Power chiefs are already in talks to build a network of charging stations at locations such as hotels and shopping malls.
Dewa, the Dubai Electricity and Water Authority, intends to test 100 electric cars in its own fleet over the next two years.
“We just started our strategy,” Saeed Al Tayer, Dewa chief and vice chairman of Dubai’s Supreme Council of Energy, said on Monday.
Electric cars are cleaner and noise-free alternatives to conventional combustion-engine vehicles, but they require frequent charging and any scheme to encourage their use will have to rely on an extensive infrastructure of charging stations.
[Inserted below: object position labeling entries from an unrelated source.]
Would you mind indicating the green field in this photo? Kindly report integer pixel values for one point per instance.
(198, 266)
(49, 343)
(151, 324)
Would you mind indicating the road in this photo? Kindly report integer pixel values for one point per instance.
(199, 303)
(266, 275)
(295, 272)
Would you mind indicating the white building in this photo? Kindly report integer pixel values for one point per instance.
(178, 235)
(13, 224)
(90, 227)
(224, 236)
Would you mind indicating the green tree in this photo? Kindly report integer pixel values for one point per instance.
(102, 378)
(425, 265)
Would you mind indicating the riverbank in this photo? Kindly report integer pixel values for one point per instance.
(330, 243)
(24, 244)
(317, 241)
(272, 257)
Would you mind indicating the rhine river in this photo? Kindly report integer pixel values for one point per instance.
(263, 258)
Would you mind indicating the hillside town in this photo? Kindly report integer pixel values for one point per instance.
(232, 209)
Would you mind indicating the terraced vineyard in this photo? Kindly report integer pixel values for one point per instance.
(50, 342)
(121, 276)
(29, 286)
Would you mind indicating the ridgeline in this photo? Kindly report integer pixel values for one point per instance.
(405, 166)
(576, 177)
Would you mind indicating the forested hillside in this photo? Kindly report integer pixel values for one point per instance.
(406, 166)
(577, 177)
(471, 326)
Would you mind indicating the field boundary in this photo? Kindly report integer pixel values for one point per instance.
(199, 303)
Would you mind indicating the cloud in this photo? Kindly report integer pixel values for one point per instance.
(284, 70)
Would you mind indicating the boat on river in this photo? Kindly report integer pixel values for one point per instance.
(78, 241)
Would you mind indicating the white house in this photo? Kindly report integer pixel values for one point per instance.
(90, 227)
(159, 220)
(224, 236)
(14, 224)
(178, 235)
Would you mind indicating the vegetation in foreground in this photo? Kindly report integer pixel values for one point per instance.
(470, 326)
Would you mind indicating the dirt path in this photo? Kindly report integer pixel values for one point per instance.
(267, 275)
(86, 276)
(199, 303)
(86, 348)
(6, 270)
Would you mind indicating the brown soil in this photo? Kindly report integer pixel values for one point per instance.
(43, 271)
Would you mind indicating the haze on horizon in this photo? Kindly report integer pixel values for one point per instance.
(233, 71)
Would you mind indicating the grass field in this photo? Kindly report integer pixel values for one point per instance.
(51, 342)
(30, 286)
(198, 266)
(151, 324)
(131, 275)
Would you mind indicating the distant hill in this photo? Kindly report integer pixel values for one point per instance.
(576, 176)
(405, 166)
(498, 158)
“Dewa will start, of course, with purchasing electric vehicles and our target is initially 100 vehicles maybe for the next two years,” Mr Al Tayer said.
Experts say electric cars are more efficient than their convention-fuel powered equivalents because of the greater efficiency with which power plants produce electricity.
If the power used by electric cars is produced by renewable sources, then they become a carbon-neutral transport option, meaning no harmful greenhouse gases are released into the atmosphere.
No fully electric cars are on sale in showrooms in Dubai.
Dewa is also pushing ahead with plans for a 100-megawatt solar photovoltaic power plant in Dubai, capable of producing energy from sunlight.
International companies interested in building and operating the plant, selling the clean energy to Dewa, met government officials on Monday.
The project is part of the Mohammed bin Rashid Al Maktoum solar park, which the Government wants to see grow to a capacity output of 1,000 megawatts by 2030.